The database model diagram is updated.

ShowCreate views

You can think of a view as a saved query. Views are particularly handy if you need to repeatedly access the same information from multiple tables, or if you want to expose the data to users without letting them change the actual tables.

From the Entity Relationship or Object Relational stencil, drag a View shape onto the drawing page.

ShowSet extended properties for tables and views

Depending on your database management system (DBMS), you may be able to set extended properties for tables or views to determine where they are stored.

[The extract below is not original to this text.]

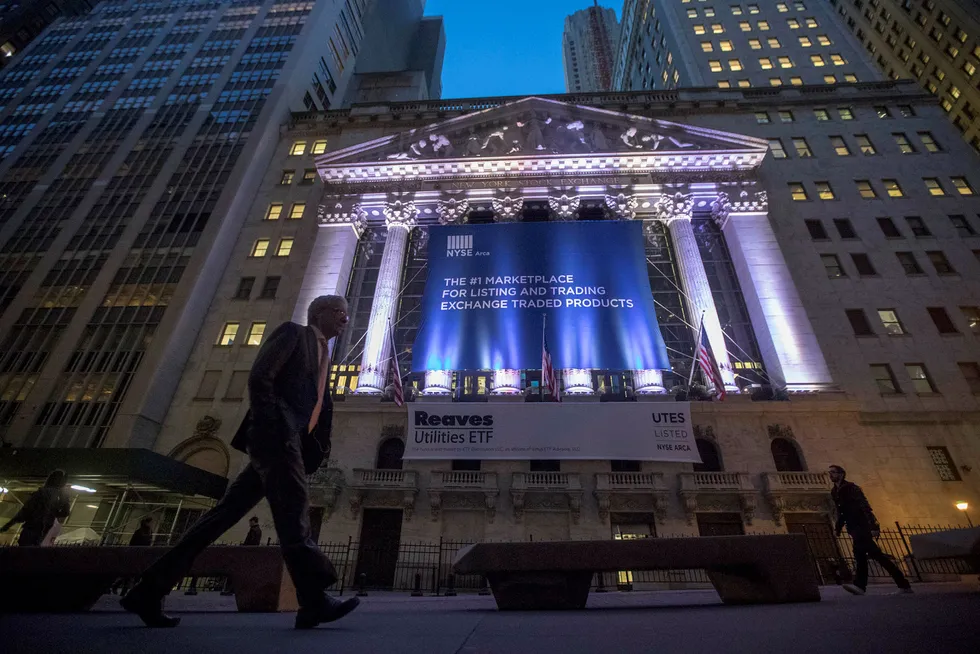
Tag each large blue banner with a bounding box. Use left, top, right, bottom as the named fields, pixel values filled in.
left=412, top=221, right=670, bottom=372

Double-click the table or view whose extended properties you want to set, and in the Database Properties window, in the Categories list, click Extended.

ShowCreate check clauses

Use check clauses to ensure that the data that is entered into a column is within a particular range of values. For example, you can create a check clause that requires the data in a column called "Age" to be over 65.

  1. Double-click the table to open the Database Properties window.
  2. Under Categories, click Columns and then click the column that you want to add a check clause to.
  3. Click Edit.
  4. On the Check tab of the Column Properties dialog box, enter the constraints that you want. For more information about your choices, see Column and Field Properties dialog box (Check tab).

The check clause are added to the Code window under Local code.

ShowCreate stored procedures and user-defined functions

Use stored procedures and user-defined functions to create packets of code that you can reuse to perform the same actions repeatedly. The major difference between the two is that a user-defined function returns a value, whereas the stored procedure executes code without returning a value.

  1. On the Database menu, point to View and then click Code to open the Code window.
  2. Click Global Code and then click New.
  3. On the Properties tab of the Code Editor, click the kind of code that you want to create, and type a name for the code.
  4. On the Body tab, type the code and then click OK.

ShowCreate triggers

Triggers cause SQL code that you specify in the trigger to run when a particular event occurs in the database.

  1. Double-click the table to open the Database Properties window.
  2. Under Categories, click Triggers, and then click Add.
  3. On the Properties tab, type a name for the trigger.
  4. On the Body tab, type the code and then click OK.

The trigger is added to the Code window under Local code.